In the 2000s, especially outside Japan, arcade attendance decreased as more gamers migrated to increasingly powerful home consoles. In 1994, the Neo-Geo CD was the first CD console to translate arcade games on home systems in an upgraded version, the soundtracks being rendered in CD quality, the games besides this were similar to AES/MVS versions. It was available with a new D-pad arcade stick hybrid, and was compatible with the older AES arcade sticks as well. Although the Neo-Geo CD was able only to offer 2D games, in 1998, the Dreamcast was the first console to deliver at once 3D games and near-perfect arcade translations, thanks mostly to the similarity in hardware between it and Sega's NAOMI arcade system. Interest in bringing home the arcade experience grew steadily throughout the decade, with fighting game enthusiasts building their own controllers using parts from arcade manufacturers such as Sanwa Denshi, Happ, and Seimitsu. At the same time, the PC became increasingly competent as an arcade emulator with software such as MAME, and enthusiasts have built entire faux arcade cabinets to bring the total experience home. Arcade style controllers such as the X-Arcade provided more authentic controls for such setups.

Towards the end of the decade, the popularity of the game Street Fighter IV was credited for reviving interest in playing fighting games at the arcade, and for stimulating demand for arcade-quality controllers when the game was ported to home consoles. In a licensing deal for the home version of SF IV, Mad Catz produced the Street Fighter IV FightStick Tournament Edition, the first commercially available console stick in North America to include genuine (Sanwa) arcade parts. They also released a lower-cost version of the controller with Mad Catz's own imitation parts, but designed the housing so that the parts could easily be replaced, for those who wanted to upgrade later. This in turn generated more publicity for modding and building custom sticks. These controllers have also been given the nickname of "fightstick".

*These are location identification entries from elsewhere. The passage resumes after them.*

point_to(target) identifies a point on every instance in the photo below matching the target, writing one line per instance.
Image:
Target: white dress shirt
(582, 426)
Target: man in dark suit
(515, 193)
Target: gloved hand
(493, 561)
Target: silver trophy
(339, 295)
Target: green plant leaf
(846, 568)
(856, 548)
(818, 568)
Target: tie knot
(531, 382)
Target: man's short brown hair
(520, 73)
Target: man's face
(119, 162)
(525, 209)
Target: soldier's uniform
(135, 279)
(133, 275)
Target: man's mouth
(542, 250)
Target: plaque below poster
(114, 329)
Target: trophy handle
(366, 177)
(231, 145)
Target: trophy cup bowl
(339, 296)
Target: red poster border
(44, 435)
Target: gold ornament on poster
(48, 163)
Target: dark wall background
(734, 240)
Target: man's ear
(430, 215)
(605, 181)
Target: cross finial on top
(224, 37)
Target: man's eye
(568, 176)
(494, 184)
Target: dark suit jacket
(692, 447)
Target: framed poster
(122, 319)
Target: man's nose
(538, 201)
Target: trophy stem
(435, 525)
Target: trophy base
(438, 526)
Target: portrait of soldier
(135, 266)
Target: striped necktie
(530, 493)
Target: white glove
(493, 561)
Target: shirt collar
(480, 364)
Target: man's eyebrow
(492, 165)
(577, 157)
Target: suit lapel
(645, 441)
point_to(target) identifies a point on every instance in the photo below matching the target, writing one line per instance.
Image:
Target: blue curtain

===Leverless arcade controller===
A leverless arcade controller, also called a leverless controller, a box controller, a button box, an all-button controller, or a "Hitbox", named after the same the company that produced the first commercially available leverless devices, is a type of controller that has the layout of an arcade stick for its attack buttons but replaces the joystick lever with four buttons that control up, down, left and right. One of their earlier designs and controllers were originally made for Super Smash Bros. Melee called the Smash Box. Mixbox is also a well-known manufacturer. Usually, the button for up is placed low on the controller, within reach of the thumbs of both hands for easy use and have since become popular in many fighting games. These types of controllers are also known as a "cheatbox" since the device lets players do some things a normal arcade stick would cause them to struggle with.

Leverless controllers can be rather difficult to get used to at first, since a lot of muscle memory for a regular stick or a controller is lost, but the benefits for some games can be very high; games like Tekken 7, Street Fighter 5, or Guilty Gear Strive where there are difficult just frame inputs for moves like specials are now much easier, since pressing two buttons is much more consistent than timing the movement of a joystick to a button press. It also takes less time to press a button than to move a joystick, which means that movement can be more responsive, and players can do some moves faster on reaction. Users of leverless devices have to be careful about SOCD (Simultaneous Opposite Cardinal Directions) in which conflicting inputs both the left and right, or up and down, buttons at the same time can cause control issues in game. If the game is not programmed to handle these instances of SOCD issues can occur such as input lockups and delays causing movements not being registered properly thus breaking the flow of a game.